Fischsterben an der Oder: Der Fluss und die Touristen
Die Umweltkatastrophe hat Folgen für den Tourismus. Angeln und Kanufahren sind vorerst verboten. Betroffene hoffen auf schnelle Klärung der Ursache und einen baldigen Neustart. DW-Reporterin Lisa Stüve war vor Ort.
Ruhig, gleichmäßig fließend, fast malerisch liegt sie da, die Oder. Kanufahrer und Angler, die hier sonst zum Bild gehören, sind allerdings nirgends zu sehen. Ich bin am Fluss unterwegs mit Andreas Hein und Ingo Kaphus, Ranger des Nationalparks Unteres Odertal. “Wenn man nicht wüsste, was hier passiert ist, würde man denken, es ist alles normal. Es riecht auch nicht mehr”, erzählt Andreas Hein. “Bis vor wenigen Tagen war der Fluss hier mit Fischkadavern bedeckt.”
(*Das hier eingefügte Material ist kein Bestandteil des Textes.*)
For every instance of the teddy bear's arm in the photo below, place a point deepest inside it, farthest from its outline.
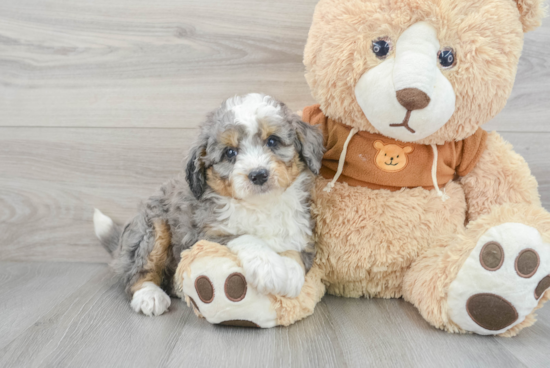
(500, 176)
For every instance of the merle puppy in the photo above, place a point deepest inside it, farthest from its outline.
(248, 185)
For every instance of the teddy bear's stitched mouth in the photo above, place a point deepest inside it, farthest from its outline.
(405, 123)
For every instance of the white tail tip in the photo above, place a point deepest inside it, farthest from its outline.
(102, 223)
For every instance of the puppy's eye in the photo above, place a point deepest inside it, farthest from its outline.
(230, 153)
(447, 58)
(381, 48)
(272, 141)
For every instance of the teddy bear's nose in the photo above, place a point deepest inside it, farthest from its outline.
(412, 99)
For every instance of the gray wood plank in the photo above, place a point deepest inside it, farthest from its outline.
(531, 346)
(95, 327)
(51, 179)
(165, 63)
(146, 64)
(28, 291)
(391, 333)
(54, 177)
(527, 109)
(308, 343)
(95, 324)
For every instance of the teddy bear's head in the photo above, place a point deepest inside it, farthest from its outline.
(424, 71)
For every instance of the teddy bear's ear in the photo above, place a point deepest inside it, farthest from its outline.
(531, 13)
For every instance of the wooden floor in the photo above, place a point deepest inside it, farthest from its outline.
(99, 100)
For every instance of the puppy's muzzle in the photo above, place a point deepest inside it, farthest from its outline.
(258, 177)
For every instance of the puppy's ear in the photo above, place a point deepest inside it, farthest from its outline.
(195, 173)
(309, 143)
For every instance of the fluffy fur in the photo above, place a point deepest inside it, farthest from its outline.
(410, 243)
(486, 35)
(219, 202)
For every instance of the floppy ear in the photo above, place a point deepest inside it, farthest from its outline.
(309, 143)
(195, 173)
(531, 13)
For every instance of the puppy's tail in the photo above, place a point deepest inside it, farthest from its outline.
(107, 231)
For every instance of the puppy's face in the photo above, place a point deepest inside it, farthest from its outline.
(253, 145)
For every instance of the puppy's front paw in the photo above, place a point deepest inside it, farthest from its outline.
(150, 300)
(295, 279)
(266, 271)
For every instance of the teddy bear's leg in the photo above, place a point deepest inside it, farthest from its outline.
(211, 279)
(488, 280)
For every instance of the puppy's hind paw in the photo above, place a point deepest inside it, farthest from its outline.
(151, 300)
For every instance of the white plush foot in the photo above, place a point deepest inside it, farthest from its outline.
(266, 272)
(219, 291)
(501, 281)
(150, 300)
(295, 278)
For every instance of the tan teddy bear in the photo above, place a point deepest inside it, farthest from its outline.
(391, 157)
(415, 200)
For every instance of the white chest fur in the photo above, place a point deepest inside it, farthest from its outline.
(282, 220)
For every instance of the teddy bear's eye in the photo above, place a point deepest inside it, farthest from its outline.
(381, 48)
(447, 57)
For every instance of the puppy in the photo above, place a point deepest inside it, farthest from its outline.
(248, 186)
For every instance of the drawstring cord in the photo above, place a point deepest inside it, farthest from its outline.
(443, 195)
(341, 161)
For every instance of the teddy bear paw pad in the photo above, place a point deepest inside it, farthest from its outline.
(501, 281)
(218, 290)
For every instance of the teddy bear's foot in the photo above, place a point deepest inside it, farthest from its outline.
(502, 280)
(218, 291)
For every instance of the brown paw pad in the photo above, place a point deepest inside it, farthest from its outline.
(204, 289)
(527, 263)
(491, 311)
(239, 323)
(543, 285)
(235, 287)
(491, 256)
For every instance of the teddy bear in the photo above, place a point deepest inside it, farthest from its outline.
(414, 199)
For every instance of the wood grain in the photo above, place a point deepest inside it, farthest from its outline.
(29, 290)
(94, 326)
(392, 333)
(81, 318)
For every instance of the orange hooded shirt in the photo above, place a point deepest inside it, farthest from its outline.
(379, 162)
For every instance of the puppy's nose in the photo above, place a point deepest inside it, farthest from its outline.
(258, 177)
(412, 98)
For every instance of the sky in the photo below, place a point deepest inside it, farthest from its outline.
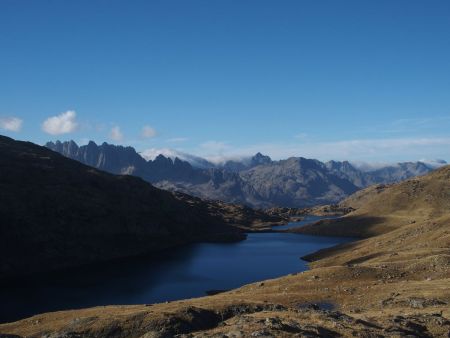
(355, 80)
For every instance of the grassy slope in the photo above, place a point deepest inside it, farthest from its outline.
(395, 283)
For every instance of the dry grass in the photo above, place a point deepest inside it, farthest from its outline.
(394, 283)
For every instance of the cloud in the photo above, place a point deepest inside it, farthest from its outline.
(148, 132)
(116, 134)
(177, 139)
(11, 123)
(373, 150)
(196, 161)
(61, 124)
(301, 136)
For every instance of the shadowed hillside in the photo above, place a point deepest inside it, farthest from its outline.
(56, 212)
(394, 283)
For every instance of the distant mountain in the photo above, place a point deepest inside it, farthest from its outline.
(56, 212)
(257, 181)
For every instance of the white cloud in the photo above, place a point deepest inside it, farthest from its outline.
(116, 134)
(196, 161)
(148, 132)
(11, 123)
(177, 139)
(61, 124)
(372, 150)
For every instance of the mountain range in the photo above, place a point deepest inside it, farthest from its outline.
(56, 212)
(257, 181)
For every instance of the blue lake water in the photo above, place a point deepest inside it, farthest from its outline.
(175, 274)
(305, 220)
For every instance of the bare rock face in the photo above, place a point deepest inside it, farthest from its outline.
(256, 181)
(56, 212)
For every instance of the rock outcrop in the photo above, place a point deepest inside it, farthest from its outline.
(255, 181)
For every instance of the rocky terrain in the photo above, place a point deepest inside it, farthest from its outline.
(393, 283)
(256, 181)
(56, 212)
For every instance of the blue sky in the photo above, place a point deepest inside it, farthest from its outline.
(358, 80)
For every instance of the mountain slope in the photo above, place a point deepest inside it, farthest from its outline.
(56, 212)
(393, 284)
(255, 181)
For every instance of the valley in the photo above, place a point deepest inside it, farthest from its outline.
(395, 282)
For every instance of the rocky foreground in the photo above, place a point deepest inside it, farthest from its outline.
(393, 283)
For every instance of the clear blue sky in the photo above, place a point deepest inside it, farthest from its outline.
(361, 80)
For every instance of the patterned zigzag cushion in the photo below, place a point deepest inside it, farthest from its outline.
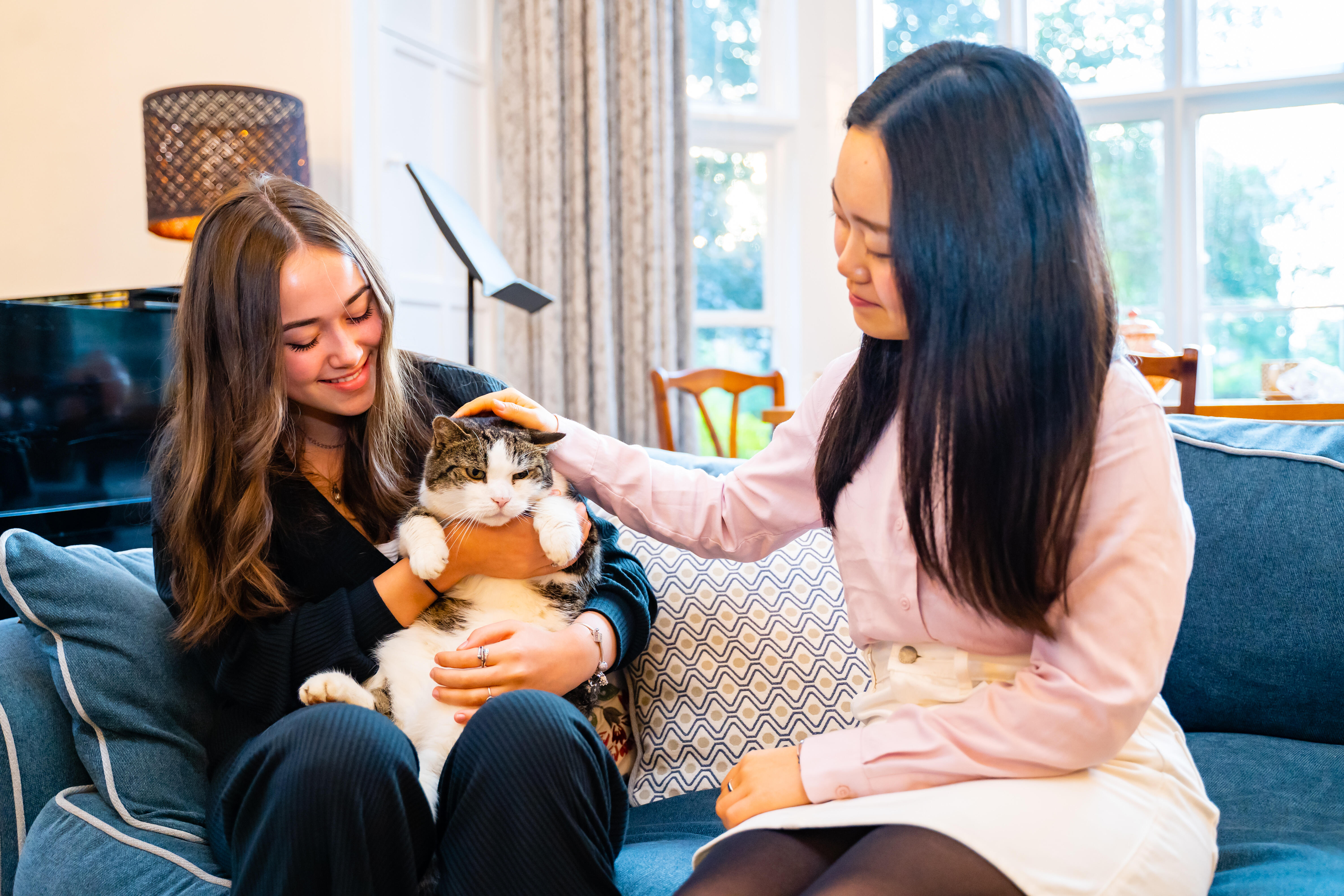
(744, 656)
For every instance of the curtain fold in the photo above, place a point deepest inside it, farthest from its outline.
(593, 183)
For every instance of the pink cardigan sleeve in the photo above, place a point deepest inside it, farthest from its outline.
(1087, 691)
(764, 504)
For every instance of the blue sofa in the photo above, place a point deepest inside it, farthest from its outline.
(1255, 679)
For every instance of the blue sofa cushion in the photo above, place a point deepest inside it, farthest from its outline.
(140, 710)
(1272, 789)
(80, 846)
(1259, 648)
(40, 753)
(1283, 803)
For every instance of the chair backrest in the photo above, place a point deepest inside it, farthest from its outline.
(696, 383)
(1174, 367)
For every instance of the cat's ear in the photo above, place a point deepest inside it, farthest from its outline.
(448, 431)
(545, 439)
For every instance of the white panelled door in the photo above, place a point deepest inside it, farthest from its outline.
(429, 74)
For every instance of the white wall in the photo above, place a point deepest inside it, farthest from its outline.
(73, 74)
(829, 81)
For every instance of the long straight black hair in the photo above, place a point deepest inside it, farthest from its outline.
(1001, 268)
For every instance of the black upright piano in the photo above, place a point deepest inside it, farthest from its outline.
(81, 390)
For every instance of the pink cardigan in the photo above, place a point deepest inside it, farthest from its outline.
(1084, 694)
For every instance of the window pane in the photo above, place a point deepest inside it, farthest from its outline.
(1275, 206)
(728, 211)
(1273, 240)
(737, 349)
(1127, 160)
(1115, 46)
(909, 26)
(1243, 39)
(1244, 342)
(722, 50)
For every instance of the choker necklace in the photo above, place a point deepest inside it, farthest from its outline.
(330, 448)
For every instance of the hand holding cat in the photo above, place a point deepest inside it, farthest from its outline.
(513, 406)
(522, 657)
(763, 781)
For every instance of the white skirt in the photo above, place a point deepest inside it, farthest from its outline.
(1140, 824)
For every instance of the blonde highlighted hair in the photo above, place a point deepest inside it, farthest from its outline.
(230, 429)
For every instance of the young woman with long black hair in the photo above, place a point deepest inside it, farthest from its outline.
(295, 443)
(1009, 522)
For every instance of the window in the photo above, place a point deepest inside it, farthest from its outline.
(740, 127)
(1216, 131)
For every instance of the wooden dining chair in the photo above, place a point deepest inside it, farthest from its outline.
(696, 383)
(1173, 367)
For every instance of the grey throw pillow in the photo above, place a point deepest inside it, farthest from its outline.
(139, 709)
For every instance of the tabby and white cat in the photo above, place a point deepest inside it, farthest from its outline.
(480, 471)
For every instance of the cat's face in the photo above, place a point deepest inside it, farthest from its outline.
(485, 469)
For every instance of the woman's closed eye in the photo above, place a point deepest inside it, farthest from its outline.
(369, 312)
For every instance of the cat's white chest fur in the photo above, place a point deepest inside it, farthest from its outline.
(407, 657)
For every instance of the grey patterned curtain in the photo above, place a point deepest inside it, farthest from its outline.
(593, 182)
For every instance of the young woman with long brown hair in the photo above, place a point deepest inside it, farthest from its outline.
(295, 441)
(1009, 523)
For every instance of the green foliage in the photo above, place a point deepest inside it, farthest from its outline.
(917, 23)
(1081, 38)
(1127, 162)
(736, 349)
(722, 56)
(728, 241)
(1244, 342)
(1238, 205)
(753, 433)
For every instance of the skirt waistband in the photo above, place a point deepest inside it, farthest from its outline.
(928, 674)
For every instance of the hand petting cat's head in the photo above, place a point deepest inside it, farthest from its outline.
(486, 469)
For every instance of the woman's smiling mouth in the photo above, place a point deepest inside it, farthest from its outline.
(353, 382)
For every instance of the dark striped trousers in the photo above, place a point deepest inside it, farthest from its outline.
(327, 803)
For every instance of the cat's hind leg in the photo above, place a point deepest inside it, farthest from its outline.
(334, 687)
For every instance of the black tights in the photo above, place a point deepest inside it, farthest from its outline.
(893, 860)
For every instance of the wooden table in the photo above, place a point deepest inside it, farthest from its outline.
(1257, 409)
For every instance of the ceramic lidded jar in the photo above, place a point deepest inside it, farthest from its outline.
(1140, 338)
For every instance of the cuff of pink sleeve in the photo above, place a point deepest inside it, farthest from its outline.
(576, 454)
(833, 766)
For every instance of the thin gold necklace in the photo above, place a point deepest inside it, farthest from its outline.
(331, 487)
(330, 448)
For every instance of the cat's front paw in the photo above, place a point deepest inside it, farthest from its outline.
(431, 561)
(558, 530)
(334, 687)
(423, 542)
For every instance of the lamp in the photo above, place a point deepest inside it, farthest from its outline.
(485, 261)
(201, 140)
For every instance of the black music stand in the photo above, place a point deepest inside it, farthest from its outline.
(479, 253)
Die gewaltige Umweltkatastrophe an der Oder, die seit Wochen die Schlagzeilen bestimmt, könnte man hier fast vergessen. Auf den Oderauen rasten Graugänse, über uns fliegt eine Storchenfamilie. Hier sind über 294 Vogelarten heimisch, erklärt Ranger Ingo. Auf dem Weg an die Oder müssen wir immer wieder Radlern ausweichen, die auf dem Oder-Neiße-Radweg unterwegs sind.
Ruhig, gleichmäßig fließend, fast malerisch liegt sie da, die Oder. Kanufahrer und Angler, die hier sonst zum Bild gehören, sind allerdings nirgends zu sehen. Ich bin am Fluss unterwegs mit Andreas Hein und Ingo Kaphus, Ranger des Nationalparks Unteres Odertal. “Wenn man nicht wüsste, was hier passiert ist, würde man denken, es ist alles normal. Es riecht auch nicht mehr”, erzählt Andreas Hein. “Bis vor wenigen Tagen war der Fluss hier mit Fischkadavern bedeckt.”
Über die Touristen freuen sich die Ranger. Was die Katastrophe für den Nationalpark auf lange Sicht bedeutet, könne man noch nicht absehen, erzählen mir die beiden. Sie hoffen, dass die Menschen sich nicht abschrecken lassen von den Nachrichten und den Bildern und stattdessen die vielen Alternativen, die der Park zu bieten hat, nutzen.
Der Odertourismus nach dem Fischsterben
Tonnenweise tote Fische wurden seit Anfang August aus dem deutsch-polnischen Grenzfluss geborgen. Die genauen Ursachen für das massenhafte Sterben sind noch ungeklärt. Eine mögliche Erklärung ist, dass die Ausbreitung einer toxischen Alge das Sterben der Fisch- und Weichtiere hervorgerufen hat.
Was feststeht: Das Ökosystem braucht voraussichtlich Jahre, bis es sich regenerieren wird. Nicht minder hart hat es die Menschen in der Region getroffen, vor allem jene, die mit dem Odertourismus ihr Geld verdienen. Die Boote der Kanubetreiber, sie bleiben vorerst an Land, geangelt wird aus guten Gründen nicht mehr, und in Kienitz im Oderbruch sind die Übernachtungszahlen eingebrochen. Die Besitzerin des Eisladens in Criewen hingegen kann sich nicht beklagen. Es sei so voll wie immer, sagt sie mir.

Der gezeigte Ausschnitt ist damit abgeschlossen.